NHF is a promising novel oxygen delivery device that allows a high flow of a heated and humidified gas mixture, thereby promoting higher and more stable inspiratory oxygen fraction values and generating a positive airway pressure that can reduce the work of breathing and enhance patient comfort and tolerance [2]. Stable COPD patients could benefit from its application through a reduction of anatomical dead space and an improvement in mucociliary clearance in conducting airways.

After the positive effects of a pilot study, Dr Jens Bräunlich (Kliniken Aurich-Emden-Norden, Germany) and his team compared NHF with non-invasive ventilation (NIV) in 102 patients with chronic hypercapnic COPD from 14 sites. The primary endpoint was pCO2 changes from baseline blood gas. In addition, lung function, quality of life, and changes in the 6-minute walk test were assessed as secondary endpoints. Patients were allocated to receive NHF or NIV. After 6 weeks, there was a crossover and patients received the other oxygen delivery device.

During treatment with NHF, pCO2 levels decreased by 4.7% compared with 7.1% during treatment with NIV. However, the difference between both devices of 1.4 mmHg was not statistically significant (P=0.12). Both devices improved lung function and quality of life with no differences between the devices, but only NIV led to an increase in the 6-minute walk test.

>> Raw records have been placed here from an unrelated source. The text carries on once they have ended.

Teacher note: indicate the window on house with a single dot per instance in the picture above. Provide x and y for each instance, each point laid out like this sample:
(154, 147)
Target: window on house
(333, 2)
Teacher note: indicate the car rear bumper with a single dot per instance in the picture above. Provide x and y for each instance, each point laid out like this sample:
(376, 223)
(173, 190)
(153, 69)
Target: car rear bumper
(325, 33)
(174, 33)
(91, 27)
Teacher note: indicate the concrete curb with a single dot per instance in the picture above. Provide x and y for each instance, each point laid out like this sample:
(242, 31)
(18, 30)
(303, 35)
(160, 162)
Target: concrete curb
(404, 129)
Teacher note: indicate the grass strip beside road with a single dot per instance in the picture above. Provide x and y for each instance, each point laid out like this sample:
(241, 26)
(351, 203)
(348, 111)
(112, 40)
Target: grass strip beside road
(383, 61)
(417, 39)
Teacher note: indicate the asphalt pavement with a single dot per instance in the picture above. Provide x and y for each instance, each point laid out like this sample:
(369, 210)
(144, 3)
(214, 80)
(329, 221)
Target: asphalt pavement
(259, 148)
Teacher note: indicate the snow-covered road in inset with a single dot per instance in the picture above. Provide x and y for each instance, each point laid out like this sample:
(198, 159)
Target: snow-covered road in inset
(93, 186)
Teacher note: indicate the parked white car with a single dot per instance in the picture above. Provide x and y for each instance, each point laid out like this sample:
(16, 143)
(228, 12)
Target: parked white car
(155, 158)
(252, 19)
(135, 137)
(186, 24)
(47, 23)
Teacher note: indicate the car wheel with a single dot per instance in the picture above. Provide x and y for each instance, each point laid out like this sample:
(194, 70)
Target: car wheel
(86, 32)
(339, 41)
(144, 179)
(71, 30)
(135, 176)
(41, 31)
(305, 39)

Dr Bräunlich concluded that NHF may constitute an alternative to NIV in COPD patients with stable chronic hypercapnia, especially in those rejecting NIV or not tolerating a face mask.


    1. Bräunlich J. Nasal high-flow versus non-invasive ventilation in patients with chronic hypercapnic COPD. Abstract 4350, ERS International Virtual Congress 2020, 7-9 Sept.
    2. Ischaki E, et al. Eur Resp Rev 2017;26(145):170028.